I asked Magus Celon about Magus Periel, but he just gave me one of those considering, elven looks of his, and told us to stay away from the other passengers. I wonder if they have some kind of a rivalry or something. The Magus is so mysterious himself. I wonder how he came to be so far from his home, teaching in a gnomish city. And then there's me. This ship is all up filled with mysteries!
A few hours ago, we came to a bend in the river that looked out on a bleak moor. There was a ripple of excitement in the crowd, and even Magus Celon looked up from his lecture on the development of the modern spellbook to look out over the land. It took me a while to see what it was we were looking at, but finally, Gloria and I climbed up on a railing, much to the Magus's worry, and looked out at a lonely tower. It looked long abandoned, with a broken crown. It looked like some giant stone hand, reaching out of the earth. It was mossy in parts, and there was a great murmur of excitement among the passengers, but I couldn't get Magus Celon to tell me anything about them. He looked very upset as we passed them. I wonder what they are, or what they remind him of?

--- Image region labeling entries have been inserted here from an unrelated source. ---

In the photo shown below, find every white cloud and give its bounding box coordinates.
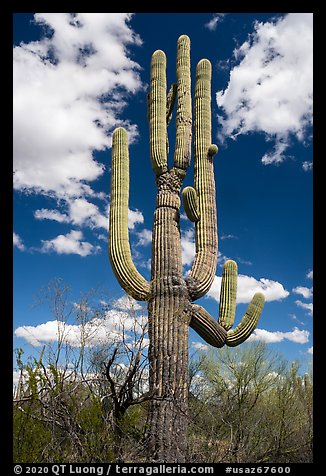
[307,270,314,279]
[13,232,26,251]
[181,228,196,266]
[207,274,289,303]
[216,13,313,164]
[128,209,144,230]
[69,198,108,230]
[295,300,314,316]
[41,230,100,256]
[191,342,208,350]
[34,198,144,231]
[302,160,313,172]
[292,286,313,299]
[13,13,142,198]
[205,13,227,31]
[248,327,309,344]
[15,309,148,347]
[220,234,239,240]
[137,228,152,246]
[113,294,142,311]
[34,208,69,223]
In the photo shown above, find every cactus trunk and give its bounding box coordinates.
[148,195,189,462]
[109,35,264,463]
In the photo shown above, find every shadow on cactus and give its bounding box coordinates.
[109,35,264,462]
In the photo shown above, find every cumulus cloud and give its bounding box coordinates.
[248,327,309,344]
[13,13,142,199]
[205,13,227,31]
[137,228,152,246]
[207,274,289,303]
[13,232,26,251]
[307,270,314,279]
[113,294,142,311]
[15,309,148,347]
[191,342,208,350]
[41,230,101,256]
[181,228,196,266]
[302,160,313,172]
[292,286,313,299]
[295,299,314,316]
[128,209,144,230]
[216,13,313,165]
[34,198,145,232]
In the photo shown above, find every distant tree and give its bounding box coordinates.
[14,280,149,462]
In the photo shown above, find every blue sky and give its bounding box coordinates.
[13,13,313,369]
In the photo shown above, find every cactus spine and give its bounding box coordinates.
[109,35,264,462]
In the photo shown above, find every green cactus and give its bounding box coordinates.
[109,35,264,462]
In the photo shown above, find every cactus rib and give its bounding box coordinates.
[225,293,265,347]
[109,127,150,301]
[182,187,199,222]
[189,304,226,347]
[187,59,217,301]
[218,260,238,331]
[149,50,168,175]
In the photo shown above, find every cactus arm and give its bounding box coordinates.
[182,187,199,222]
[225,293,265,347]
[109,127,150,301]
[148,50,168,176]
[187,59,217,301]
[166,83,177,126]
[218,260,238,331]
[189,304,227,347]
[174,35,192,171]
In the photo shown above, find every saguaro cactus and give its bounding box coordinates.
[109,35,264,462]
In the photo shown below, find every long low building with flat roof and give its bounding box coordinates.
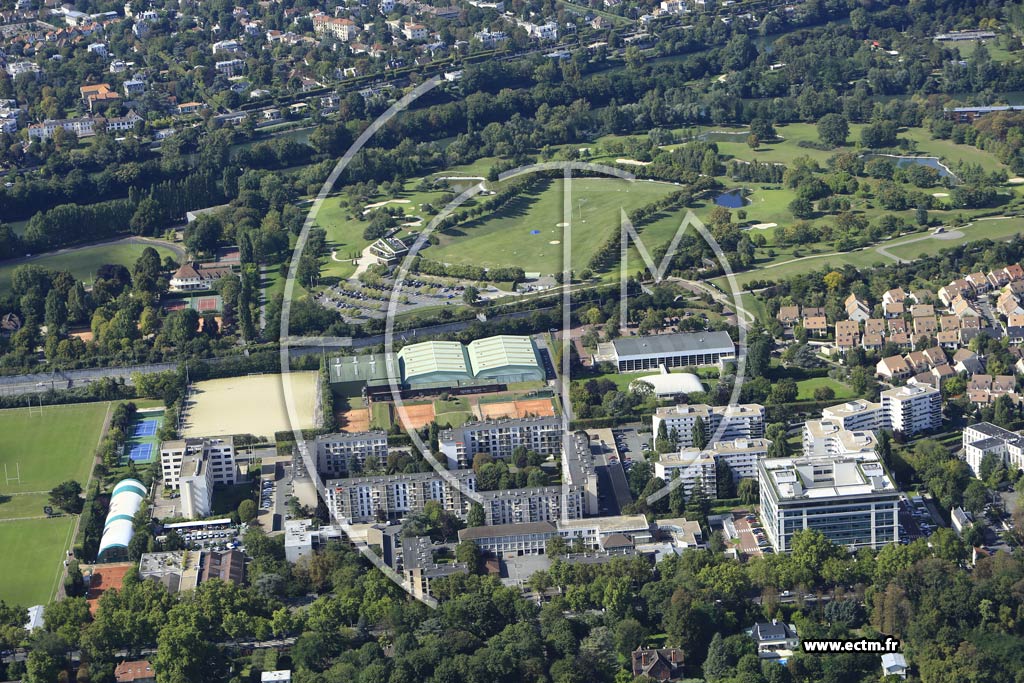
[459,515,652,556]
[758,453,899,553]
[597,332,736,373]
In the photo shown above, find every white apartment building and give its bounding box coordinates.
[325,470,476,522]
[316,431,387,477]
[821,398,889,431]
[654,438,771,497]
[964,422,1024,476]
[654,452,718,498]
[160,436,238,488]
[437,416,562,470]
[651,403,765,447]
[882,385,942,435]
[29,117,96,140]
[758,454,899,552]
[4,61,40,79]
[214,59,246,78]
[803,420,879,456]
[313,13,358,42]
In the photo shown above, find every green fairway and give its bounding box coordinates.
[797,377,856,400]
[0,244,178,293]
[425,178,679,273]
[0,516,75,607]
[0,402,110,499]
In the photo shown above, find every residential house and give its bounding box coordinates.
[78,83,121,112]
[953,348,985,375]
[114,659,157,683]
[874,355,912,381]
[935,329,959,349]
[169,262,233,292]
[882,301,906,317]
[836,321,860,351]
[313,12,358,42]
[748,620,800,659]
[965,272,992,294]
[177,102,206,114]
[882,652,907,678]
[775,306,800,330]
[939,315,959,332]
[804,315,828,337]
[913,317,939,346]
[864,317,886,335]
[995,291,1024,317]
[401,24,430,41]
[950,296,981,317]
[843,294,871,323]
[967,375,1017,405]
[882,287,906,307]
[632,647,683,681]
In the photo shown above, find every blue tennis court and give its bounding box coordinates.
[128,443,153,462]
[132,418,160,436]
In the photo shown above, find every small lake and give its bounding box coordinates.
[864,155,956,180]
[715,189,748,209]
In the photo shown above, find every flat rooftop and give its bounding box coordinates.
[761,453,896,501]
[611,332,735,356]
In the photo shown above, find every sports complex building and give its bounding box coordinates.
[331,335,546,397]
[97,479,147,561]
[595,332,736,373]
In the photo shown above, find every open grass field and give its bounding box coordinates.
[181,372,319,440]
[0,401,110,501]
[370,401,394,431]
[0,244,177,293]
[797,377,856,400]
[0,516,75,607]
[425,178,678,273]
[338,408,370,434]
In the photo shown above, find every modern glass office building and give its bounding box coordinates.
[758,453,899,552]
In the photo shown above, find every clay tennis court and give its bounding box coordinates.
[181,372,318,440]
[338,408,370,434]
[477,398,555,420]
[196,297,217,313]
[395,403,434,429]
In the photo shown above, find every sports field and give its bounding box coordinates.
[181,372,319,440]
[0,401,110,501]
[424,178,679,273]
[0,401,111,606]
[477,398,555,420]
[0,515,75,607]
[0,244,178,293]
[121,410,164,465]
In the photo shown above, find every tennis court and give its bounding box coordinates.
[121,409,164,465]
[132,418,160,437]
[128,443,153,463]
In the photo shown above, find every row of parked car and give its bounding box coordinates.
[259,481,278,510]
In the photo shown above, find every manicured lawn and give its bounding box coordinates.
[0,491,49,520]
[212,483,256,515]
[797,377,856,400]
[0,244,177,293]
[316,178,485,278]
[424,178,678,273]
[434,411,473,427]
[0,516,75,607]
[887,217,1024,259]
[0,402,110,499]
[370,402,392,431]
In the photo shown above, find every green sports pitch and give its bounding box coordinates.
[0,401,111,501]
[0,401,111,606]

I noticed that Mr. K had a little notebook out, and was taking some notes as we passed. He must know what the ruin is. At 'dinner,' I'll have to keep after him until he lets me know what they are. In any case, we all watched them until they were out of sight behind a bend, and even then, Magus Celon's thoughts were scattered, and he let us go. This is something important, I'm sure. The magus seemed so upset I'm afraid to ask him, and Gloria's in the dark as much as I am. Mr. K knows, though, and I'll get the story out of his tight lips yet!
There is nothing ahead of us but a blank age of the future, and nothing behind but ruins, from the war and lost civilizations. Over time, people pass away, and kingdoms crumble. But legends live on, forever. Monuments lose their meaning, but never cease to inspire us.